Denial Ho!

As my friends know, I’ve become a fairly devout follower of the Flying Spaghetti Monster. Well, when I say “devout”, I mean that I’m about as devout as you can be when you also ask yourself “What Would A Pirate Do?” on a daily basis. Because a pirate probably wouldn’t stress about it.

So, this week, a well-phrased question by a Christian made me doubt all that I believe. What if it’s all a hoax?

A hoax?

And suddenly it hit me. Everything about the Flying Spaghetti Monster religion seems suspiciously like it was just, you know, made up. The holy scriptures, the holy illustration of his noodlyness creating everything, all of it. What if Bobby was not divinely inspired? No, no! If that’s true, then all the time I’ve invested, the fish on my bumper, the tattoo, the eye-patch, the pamphlets…I’ve wasted all this time spreading “good news” that was really all made-up lies! I would have to admit to all of my friends that I’ve been fooled.

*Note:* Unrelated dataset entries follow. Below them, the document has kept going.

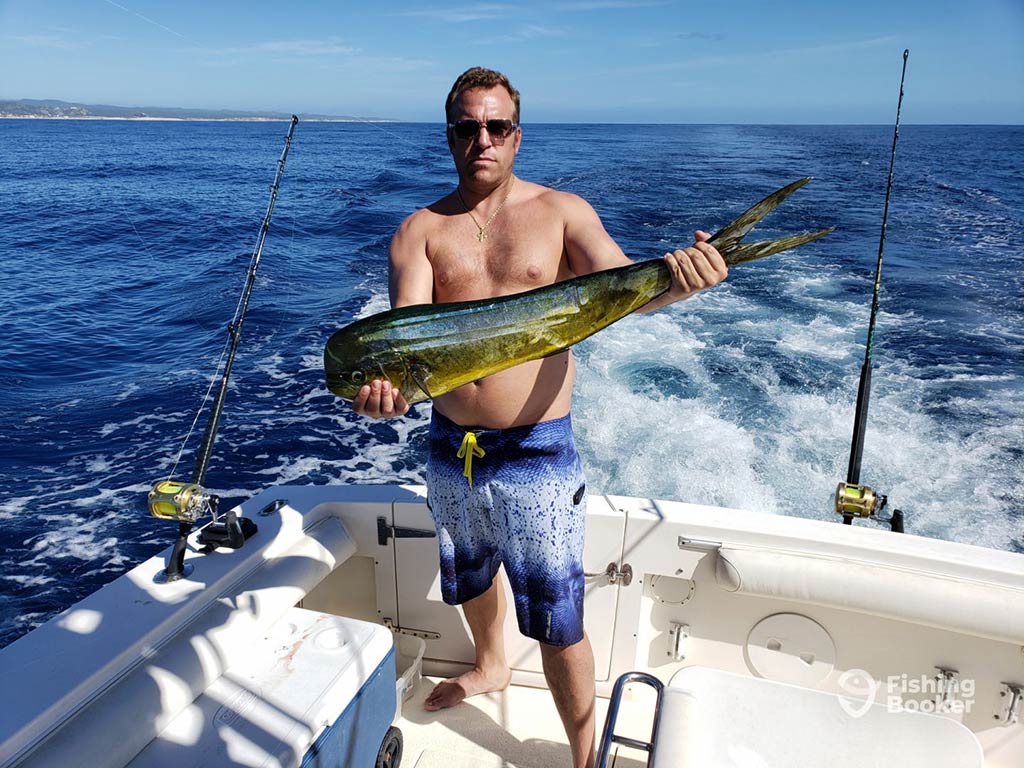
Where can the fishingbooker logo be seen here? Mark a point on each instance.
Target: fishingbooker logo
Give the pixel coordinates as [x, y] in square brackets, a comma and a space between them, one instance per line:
[944, 693]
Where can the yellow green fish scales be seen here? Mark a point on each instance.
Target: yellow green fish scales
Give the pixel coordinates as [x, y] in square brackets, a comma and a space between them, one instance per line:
[429, 349]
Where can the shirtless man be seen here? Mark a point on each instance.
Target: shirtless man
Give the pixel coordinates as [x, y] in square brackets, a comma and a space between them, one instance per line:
[504, 480]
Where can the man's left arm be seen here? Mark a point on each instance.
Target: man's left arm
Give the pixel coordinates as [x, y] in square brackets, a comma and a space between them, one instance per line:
[590, 249]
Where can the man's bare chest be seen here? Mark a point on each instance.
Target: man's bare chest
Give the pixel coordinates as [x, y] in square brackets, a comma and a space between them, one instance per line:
[513, 256]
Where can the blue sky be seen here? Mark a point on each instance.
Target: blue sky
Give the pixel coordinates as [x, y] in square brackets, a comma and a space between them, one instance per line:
[614, 60]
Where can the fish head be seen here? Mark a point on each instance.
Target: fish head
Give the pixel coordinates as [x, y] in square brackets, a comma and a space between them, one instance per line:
[350, 363]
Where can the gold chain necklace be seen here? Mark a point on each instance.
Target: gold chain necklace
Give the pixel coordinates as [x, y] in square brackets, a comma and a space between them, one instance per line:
[482, 233]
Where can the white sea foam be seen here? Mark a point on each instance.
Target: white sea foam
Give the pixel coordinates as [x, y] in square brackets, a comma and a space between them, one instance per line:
[787, 454]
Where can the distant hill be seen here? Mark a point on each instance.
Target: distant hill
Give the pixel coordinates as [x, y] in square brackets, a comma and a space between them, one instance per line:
[48, 108]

Admitting that I’m wrong: that’s just too painful to face. Goodbye truth; hello denial!

So, to those of you who are trying to tell me my faith is misguided and that I should follow your god instead: I’m sorry. I’d like to say that I see where you’re coming from. I’d like to listen to your point of view and decide objectively what parts are valid.. But, that would require first admitting to the merest possibility that I might be wrong. And, you know, that would mess with the whole denial trip that I’m on and stuff. You know how it is.

Yes. I’m quite sure you know how it is.

2 Responses to “Denial Ho!”

  1. mxbishop Says:

    One of the “straw-man” arguments against the existence of the FSM goes like this: Is the spaghetti that makes up the FSM finite or infinite in length? If my answer is “finite” the argument says that such a being could not be omnipotent because it has limited dimension – and therefore is not a true God. If I say “infinite” then the argument says that we would not even have enough room between our fingers and the keyboard to type into a blog, as spaghetti would fill every nook and cranny of the universe. Is it just me, or does it seem rather absurd that “straw” could take on “spaghetti” in the first place? To this I say: Fiddle-faddle! The FSM is beyond our puny abilities to measure. Try thinking outside the noodle! The secret is in the sauce. It’s not how long the strand – or how round the meatball, it’s…gee… I’m getting hungry again.

  2. tekHedd Says:

    I believe that his noodles are exactly as numerous and as long as they need to be, according to his will. Since they pass through normal matter “with ease” then possibly they are not constrained by the bounds of the universe, which is to say by infinity. So they could be more than infinitely long and exceed the boundaries of this reality.

    This is of course the main problem with the noodle-length argument–his noodles are not constrained, therefore their length is not either!